Sunday, April 3, 2011

doctor roboto

did i mention we are transitioning to an electronic health record?








(thank you to my daughter for teaching me how to use brushes on our ipad.)



Friday, April 1, 2011

rotating tourniquets


my dad likes to remind me that when he trained in internal medicine in the late 1960's and early 70's, they were still applying rotating tourniquets to patient's extremities in an effort to manage the volume overload of decompensated congestive heart failure, the idea being that, by temporarily pooling venous blood in the extremities, the failing heart would be better able to handle its load.  once the potent diuretic lasix made its debute, the tourniquets fell by the wayside.

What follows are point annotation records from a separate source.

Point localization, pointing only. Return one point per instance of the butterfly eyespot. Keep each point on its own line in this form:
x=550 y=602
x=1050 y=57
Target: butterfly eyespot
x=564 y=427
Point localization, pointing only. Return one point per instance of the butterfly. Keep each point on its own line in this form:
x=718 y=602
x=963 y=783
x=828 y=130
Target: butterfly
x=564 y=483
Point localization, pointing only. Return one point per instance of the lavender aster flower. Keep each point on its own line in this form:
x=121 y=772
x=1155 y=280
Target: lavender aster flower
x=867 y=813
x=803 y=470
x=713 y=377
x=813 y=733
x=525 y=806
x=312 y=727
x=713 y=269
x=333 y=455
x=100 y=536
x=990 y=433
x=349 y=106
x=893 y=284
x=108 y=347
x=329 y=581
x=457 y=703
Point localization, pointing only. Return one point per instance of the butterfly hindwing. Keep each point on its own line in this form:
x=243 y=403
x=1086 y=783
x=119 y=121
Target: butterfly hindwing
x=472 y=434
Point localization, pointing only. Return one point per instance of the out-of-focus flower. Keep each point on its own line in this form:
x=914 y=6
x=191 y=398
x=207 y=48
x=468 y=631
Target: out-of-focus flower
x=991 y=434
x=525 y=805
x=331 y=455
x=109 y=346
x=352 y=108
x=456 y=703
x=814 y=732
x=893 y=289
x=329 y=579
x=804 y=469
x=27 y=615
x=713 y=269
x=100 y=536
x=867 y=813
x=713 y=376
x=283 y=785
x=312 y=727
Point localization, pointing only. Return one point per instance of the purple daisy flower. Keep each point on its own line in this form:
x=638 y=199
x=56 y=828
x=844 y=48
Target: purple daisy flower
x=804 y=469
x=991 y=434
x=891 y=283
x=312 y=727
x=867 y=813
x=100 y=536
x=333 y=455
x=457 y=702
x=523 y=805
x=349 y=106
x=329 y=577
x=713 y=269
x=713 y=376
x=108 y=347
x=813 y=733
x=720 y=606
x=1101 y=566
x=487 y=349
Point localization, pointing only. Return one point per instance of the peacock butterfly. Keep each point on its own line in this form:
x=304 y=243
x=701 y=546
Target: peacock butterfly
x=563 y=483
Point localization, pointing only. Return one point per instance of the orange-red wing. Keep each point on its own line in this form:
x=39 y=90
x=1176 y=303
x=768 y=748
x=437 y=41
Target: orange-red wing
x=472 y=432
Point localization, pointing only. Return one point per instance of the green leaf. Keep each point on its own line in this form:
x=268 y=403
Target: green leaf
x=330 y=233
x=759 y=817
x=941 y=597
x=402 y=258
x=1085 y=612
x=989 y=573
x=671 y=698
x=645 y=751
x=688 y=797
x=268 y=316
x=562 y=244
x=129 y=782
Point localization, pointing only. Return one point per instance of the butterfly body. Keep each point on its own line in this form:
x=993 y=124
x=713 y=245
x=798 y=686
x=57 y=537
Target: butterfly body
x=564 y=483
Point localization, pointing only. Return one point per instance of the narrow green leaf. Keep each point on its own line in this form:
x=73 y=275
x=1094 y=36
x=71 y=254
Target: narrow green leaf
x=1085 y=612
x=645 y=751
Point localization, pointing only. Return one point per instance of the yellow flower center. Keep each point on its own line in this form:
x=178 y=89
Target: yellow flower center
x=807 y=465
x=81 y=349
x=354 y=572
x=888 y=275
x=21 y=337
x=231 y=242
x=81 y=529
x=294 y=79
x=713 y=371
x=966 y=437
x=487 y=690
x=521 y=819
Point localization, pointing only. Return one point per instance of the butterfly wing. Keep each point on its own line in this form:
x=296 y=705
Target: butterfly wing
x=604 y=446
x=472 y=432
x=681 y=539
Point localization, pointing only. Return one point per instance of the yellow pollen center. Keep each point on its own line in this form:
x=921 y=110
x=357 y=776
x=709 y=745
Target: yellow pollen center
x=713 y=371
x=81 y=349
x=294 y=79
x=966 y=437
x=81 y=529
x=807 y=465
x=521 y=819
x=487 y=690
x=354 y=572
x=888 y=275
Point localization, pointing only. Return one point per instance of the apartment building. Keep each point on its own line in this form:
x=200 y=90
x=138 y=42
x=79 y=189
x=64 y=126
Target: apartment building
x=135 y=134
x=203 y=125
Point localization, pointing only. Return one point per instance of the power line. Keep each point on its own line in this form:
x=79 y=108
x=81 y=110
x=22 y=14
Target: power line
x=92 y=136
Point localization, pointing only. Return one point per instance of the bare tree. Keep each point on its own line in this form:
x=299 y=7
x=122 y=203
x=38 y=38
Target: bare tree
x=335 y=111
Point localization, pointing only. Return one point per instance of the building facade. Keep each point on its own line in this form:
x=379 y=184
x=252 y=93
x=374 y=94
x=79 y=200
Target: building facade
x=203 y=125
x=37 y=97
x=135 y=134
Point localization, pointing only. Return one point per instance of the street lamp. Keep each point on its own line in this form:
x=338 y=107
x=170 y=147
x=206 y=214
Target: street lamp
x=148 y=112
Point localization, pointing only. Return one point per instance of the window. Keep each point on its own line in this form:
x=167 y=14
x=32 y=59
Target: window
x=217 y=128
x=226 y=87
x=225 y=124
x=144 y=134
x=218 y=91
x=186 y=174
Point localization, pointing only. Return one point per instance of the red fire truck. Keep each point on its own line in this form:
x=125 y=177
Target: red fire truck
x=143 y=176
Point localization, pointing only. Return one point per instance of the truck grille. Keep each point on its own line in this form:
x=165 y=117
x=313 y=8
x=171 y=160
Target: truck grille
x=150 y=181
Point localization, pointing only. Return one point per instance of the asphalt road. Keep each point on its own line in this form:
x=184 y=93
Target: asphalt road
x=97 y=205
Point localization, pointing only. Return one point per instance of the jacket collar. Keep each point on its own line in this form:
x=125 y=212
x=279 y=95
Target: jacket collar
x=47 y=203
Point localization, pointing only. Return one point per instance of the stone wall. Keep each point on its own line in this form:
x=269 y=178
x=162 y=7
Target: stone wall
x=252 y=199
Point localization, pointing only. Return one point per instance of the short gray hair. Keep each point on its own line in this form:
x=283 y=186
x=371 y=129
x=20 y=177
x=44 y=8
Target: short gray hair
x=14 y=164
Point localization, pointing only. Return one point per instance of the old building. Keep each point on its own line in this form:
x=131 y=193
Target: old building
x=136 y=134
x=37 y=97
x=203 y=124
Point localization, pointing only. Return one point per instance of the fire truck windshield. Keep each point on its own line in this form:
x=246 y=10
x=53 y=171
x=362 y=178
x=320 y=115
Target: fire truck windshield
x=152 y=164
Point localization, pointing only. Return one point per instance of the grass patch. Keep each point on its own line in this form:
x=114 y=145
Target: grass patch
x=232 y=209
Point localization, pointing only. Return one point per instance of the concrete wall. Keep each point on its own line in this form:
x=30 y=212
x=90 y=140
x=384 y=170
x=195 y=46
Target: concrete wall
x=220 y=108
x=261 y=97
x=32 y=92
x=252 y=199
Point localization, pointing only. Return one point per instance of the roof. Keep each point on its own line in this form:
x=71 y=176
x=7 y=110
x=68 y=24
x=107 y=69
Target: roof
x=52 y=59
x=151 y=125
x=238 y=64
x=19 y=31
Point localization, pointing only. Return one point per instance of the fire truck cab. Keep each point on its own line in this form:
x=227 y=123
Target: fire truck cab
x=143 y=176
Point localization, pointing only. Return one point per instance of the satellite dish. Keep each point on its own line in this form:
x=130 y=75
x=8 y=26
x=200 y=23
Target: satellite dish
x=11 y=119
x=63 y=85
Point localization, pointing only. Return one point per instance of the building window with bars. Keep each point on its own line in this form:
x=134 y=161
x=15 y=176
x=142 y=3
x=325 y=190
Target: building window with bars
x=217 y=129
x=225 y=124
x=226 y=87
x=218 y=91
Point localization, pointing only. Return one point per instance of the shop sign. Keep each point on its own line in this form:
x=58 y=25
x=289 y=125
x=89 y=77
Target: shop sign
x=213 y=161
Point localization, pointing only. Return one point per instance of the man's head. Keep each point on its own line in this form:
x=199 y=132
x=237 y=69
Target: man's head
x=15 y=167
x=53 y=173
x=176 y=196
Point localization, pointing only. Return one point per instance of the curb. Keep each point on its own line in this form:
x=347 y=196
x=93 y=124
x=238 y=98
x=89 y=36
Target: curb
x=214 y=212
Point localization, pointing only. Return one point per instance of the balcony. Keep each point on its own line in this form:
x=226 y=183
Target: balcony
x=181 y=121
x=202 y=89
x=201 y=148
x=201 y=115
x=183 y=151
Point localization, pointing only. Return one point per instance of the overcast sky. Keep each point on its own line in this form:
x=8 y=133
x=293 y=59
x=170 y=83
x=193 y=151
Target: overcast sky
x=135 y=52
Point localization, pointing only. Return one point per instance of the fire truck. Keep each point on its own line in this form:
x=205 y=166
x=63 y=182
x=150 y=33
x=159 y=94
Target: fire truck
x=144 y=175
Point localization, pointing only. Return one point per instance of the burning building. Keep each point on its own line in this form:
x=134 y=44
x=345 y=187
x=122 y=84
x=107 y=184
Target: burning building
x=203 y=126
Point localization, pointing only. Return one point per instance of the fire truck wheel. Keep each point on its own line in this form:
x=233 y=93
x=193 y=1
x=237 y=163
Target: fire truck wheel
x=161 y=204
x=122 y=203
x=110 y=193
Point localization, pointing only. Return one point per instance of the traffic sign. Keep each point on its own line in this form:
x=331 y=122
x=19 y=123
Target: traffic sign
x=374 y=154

sometimes i wonder, what will be my rotating tourniquets?  what am i doing right now that i'll eventually look back and say, wow, can you believe that's the best we could do to manage that problem?  i think about the mask and machinery of CPAP (continuous positive airway pressure used to treat obstructive sleep apnea).  the patient is tethered each night by a tube to a machine that blows air into his or her mouth to prevent airway collapse. the effect is akin to a slumbering darth vader.  it is a far cry from the tracheostomy that used to be employed (only in the most extreme cases) to prevent this problem of arrested nocturnal respiration and its ultimate strain on the heart, but still a far cry, too, from ideal.  what better interventions will come?  i wait for them eagerly.

we are april fools

we have chosen this most auspicious day to launch our new electronic health record...  wish us luck!